Take a number, add $\,1\,,$ cube the result, multiply by $\,2\,,$ then subtract $\,5\,.$

$\displaystyle\frac{x-3}7 - 1$

Take a number, subtract $\,3\,,$ divide by $\,7\,,$ then subtract $\,1\,.$

(a) $f(0)$

$$ \begin{align} f(0) &= 0^2 - 2\cdot 0 + 1\cr &= 1 \end{align} $$

(b) $f(1) - 2$

$$ \begin{align} f(1) - 2 &= (1^2 - 2\cdot 1 + 1) - 2\cr &= 0 - 2\cr &= -2 \end{align} $$

(c) $f(f(-1))$

$$ \begin{align} f(f(-1)) &=f\bigl( \overbrace{(-1)^2 - 2(-1) + 1}^{f(-1)}\bigr)\cr &= f(4)\cr &= 4^2 - 2\cdot 4 + 1\cr &= 16 - 8 + 1\cr &= 9 \end{align} $$

Notice that we worked from the inside to the outside!

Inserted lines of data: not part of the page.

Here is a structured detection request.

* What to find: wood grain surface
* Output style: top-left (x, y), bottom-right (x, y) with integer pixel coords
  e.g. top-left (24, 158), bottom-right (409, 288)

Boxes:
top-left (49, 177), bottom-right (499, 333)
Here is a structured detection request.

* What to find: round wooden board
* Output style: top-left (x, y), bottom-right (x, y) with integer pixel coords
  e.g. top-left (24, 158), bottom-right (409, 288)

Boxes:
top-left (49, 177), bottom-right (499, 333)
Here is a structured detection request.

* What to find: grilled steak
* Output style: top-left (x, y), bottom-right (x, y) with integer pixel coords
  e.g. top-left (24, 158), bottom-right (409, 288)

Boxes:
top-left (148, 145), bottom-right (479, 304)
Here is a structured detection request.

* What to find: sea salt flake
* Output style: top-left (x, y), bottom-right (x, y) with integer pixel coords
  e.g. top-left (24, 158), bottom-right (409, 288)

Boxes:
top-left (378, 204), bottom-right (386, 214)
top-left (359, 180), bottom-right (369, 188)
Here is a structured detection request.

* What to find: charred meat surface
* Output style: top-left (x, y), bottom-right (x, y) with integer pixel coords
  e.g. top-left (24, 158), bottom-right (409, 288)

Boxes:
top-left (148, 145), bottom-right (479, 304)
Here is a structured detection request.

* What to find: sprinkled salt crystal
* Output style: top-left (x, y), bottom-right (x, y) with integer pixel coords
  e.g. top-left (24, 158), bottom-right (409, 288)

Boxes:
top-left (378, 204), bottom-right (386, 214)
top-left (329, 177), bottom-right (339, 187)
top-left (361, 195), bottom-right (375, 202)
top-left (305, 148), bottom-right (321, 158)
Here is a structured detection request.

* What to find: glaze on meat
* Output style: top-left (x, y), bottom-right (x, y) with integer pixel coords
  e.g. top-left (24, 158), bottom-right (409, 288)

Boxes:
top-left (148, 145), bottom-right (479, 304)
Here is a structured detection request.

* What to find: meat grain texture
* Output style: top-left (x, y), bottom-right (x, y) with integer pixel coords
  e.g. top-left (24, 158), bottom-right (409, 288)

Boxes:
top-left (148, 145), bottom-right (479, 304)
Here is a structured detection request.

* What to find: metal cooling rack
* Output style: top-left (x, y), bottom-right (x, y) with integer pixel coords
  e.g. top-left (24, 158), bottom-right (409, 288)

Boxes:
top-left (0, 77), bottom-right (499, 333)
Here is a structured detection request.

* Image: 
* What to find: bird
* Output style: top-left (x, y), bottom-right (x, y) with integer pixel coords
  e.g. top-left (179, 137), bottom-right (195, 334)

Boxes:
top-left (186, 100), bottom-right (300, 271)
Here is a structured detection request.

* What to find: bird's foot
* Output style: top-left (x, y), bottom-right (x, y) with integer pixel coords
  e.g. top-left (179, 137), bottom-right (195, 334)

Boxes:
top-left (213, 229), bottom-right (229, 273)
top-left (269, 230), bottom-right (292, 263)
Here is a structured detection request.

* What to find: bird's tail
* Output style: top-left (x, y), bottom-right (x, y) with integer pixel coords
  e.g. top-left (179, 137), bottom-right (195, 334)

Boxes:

(a) slope $\,3\,,$ passing through the point $\,(2,-1)\,$

This is a perfect candidate for point-slope form, which is then put into $\,y = mx+b\,$ form:

$$ \begin{gather} y - y_1 = m(x - x_1)\cr\cr y - (-1) = 3(x - 2)\cr\cr y + 1 = 3x - 6\cr\cr y = 3x - 7 \end{gather} $$

(b) the horizontal line that crosses the $y$-axis at $\,2$

$y = 2$

(c) the line that is perpendicular to $\,x - 3y = 5\,$ and passes through the point $\,(0,3)$

• Find the slope of $\,x-3y = 5\,$: $$ \begin{gather} x - 3y = 5\cr\cr -3y = -x + 5\cr\cr y = \frac x3 - \frac 53 \end{gather} $$ The slope is $\,\frac 13\,.$
• The slope of a perpendicular line is the opposite reciprocal (‘flip’ and take the opposite). This gives $\,-3\,.$
• The line with slope $\,-3\,$ that passes through $\,(0,3)\,$ is: $ y = -3x + 3$

A certain telephone company charges a $\,\$4.95\,$ monthly fee, for which the customer gets $\,100\,$ minutes of calls anywhere in the United States. Each additional minute costs $\,7\,$ cents. Carol always talks more than $\,100\,$ minutes. Let $\,x\gt 100\,$ denote the number of minutes that Carol talks in a month, and let $\,C(x)\,$ denote the dollar amount owed to the telephone company. Find a formula for $\,C(x)\,.$

• Fixed charge, with units of dollars: $\,4.95$
• Carol gets $\,100\,$ minutes ‘free’. The number of additional minutes is: $\,x - 100$
• Each additional minute costs $\,7\,$ cents, which is $\,0.07\,$ dollars.
• The dollar cost of the additional minutes is $\,0.07(x - 100)\,.$
• Thus: $\,C(x) = 4.95 + 0.07(x - 100)$

Of course, there are always ‘hidden’ charges (like taxes), but we're ignoring those!